How Night Shift Runs 300+ Tasks Autonomously — Architecture Deep Dive
Night Shift is an autonomous AI development system that executes 62 tasks per day with constitutional merge gates, adaptive task selection, and evolutionary optimization. Over 25 days of continuous operation, it has completed 443 tasks across 23 modules at a total cost of $28. This is the architecture that makes it work.

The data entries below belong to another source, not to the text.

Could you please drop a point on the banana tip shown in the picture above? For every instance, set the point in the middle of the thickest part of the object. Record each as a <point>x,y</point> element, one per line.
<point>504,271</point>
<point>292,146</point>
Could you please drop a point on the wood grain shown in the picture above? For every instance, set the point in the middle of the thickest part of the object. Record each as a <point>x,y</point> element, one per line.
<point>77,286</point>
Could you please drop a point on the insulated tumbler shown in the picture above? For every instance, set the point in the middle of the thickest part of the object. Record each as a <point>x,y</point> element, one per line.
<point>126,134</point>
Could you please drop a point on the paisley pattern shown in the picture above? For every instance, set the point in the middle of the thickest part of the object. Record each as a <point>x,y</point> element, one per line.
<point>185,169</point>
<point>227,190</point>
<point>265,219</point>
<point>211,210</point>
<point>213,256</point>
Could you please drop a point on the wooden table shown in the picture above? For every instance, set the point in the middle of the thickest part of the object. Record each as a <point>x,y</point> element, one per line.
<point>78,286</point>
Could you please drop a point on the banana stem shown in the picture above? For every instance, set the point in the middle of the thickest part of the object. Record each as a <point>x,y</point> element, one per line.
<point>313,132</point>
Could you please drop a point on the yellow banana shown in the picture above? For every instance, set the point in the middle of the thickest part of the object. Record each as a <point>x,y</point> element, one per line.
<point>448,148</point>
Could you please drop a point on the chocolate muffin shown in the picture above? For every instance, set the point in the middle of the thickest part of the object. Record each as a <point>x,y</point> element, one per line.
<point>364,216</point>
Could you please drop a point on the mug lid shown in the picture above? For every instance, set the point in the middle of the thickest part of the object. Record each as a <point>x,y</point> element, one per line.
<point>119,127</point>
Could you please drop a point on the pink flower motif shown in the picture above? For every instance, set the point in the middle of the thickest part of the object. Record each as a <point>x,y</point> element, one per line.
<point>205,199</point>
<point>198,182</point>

Most autonomous AI demos run for a few minutes and produce a single output. Night Shift runs 24/7, selecting its own tasks from a backlog, routing them to the right model, assessing quality, and deciding whether to merge results into the codebase — all without human intervention. The system has produced 1,721 tests, contributed to 23 modules, and maintained an average quality score above 7.0/10 after calibration fixes.
1. Architecture Overview
Night Shift operates as a continuous dispatch loop running on a Hetzner dedicated server. The architecture has four layers:
- Dispatcher: The core loop that runs every hour, selects the highest-priority task, routes it to a model, and processes the output
- Budget Governor: Enforces weekly token limits (3.5M tokens/week) and per-category spending caps (30% max per category)

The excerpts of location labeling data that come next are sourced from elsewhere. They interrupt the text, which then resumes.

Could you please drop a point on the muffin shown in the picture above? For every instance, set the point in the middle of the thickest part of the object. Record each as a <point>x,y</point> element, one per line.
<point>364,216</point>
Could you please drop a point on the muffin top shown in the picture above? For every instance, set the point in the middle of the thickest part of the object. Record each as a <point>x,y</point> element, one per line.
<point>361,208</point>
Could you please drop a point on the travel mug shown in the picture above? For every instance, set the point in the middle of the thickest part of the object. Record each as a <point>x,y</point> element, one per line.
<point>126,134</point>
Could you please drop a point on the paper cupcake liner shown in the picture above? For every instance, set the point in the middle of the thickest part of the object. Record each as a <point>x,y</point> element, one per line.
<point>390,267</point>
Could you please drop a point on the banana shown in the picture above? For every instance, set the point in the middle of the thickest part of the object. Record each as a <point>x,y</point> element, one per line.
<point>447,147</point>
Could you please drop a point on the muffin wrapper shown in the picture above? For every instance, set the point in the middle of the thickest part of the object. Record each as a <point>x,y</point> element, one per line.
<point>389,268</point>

- Quality Assessor: Hybrid scorer combining heuristic analysis (40%) with LLM-as-Judge evaluation (60%) using calibration anchors
- Evolution Engine: Tracks genome mutations, fitness scores, and adaptive task allocation across 7 categories
Why Hourly Cycles?
Early versions used 4-hour dispatch cycles, resulting in only 6 tasks/day and 0.3% GPU utilization. Switching to hourly dispatch increased throughput to 62 tasks/day and GPU utilization to 11.3%. The key constraint is not compute — it’s API rate limits and budget. Hourly cycles hit the sweet spot between throughput and cost control.
The Dispatch Loop
Each hourly cycle follows a fixed sequence:
1. CHECK budget → Abort if weekly quota exhausted
2. SELECT task → Priority score = urgency × fitness × category_weight
3. ROUTE model → Match task complexity to model capability
4. EXECUTE → Build prompt, call API, collect output
5. ASSESS quality → Heuristic (40%) + LLM-as-Judge (60%)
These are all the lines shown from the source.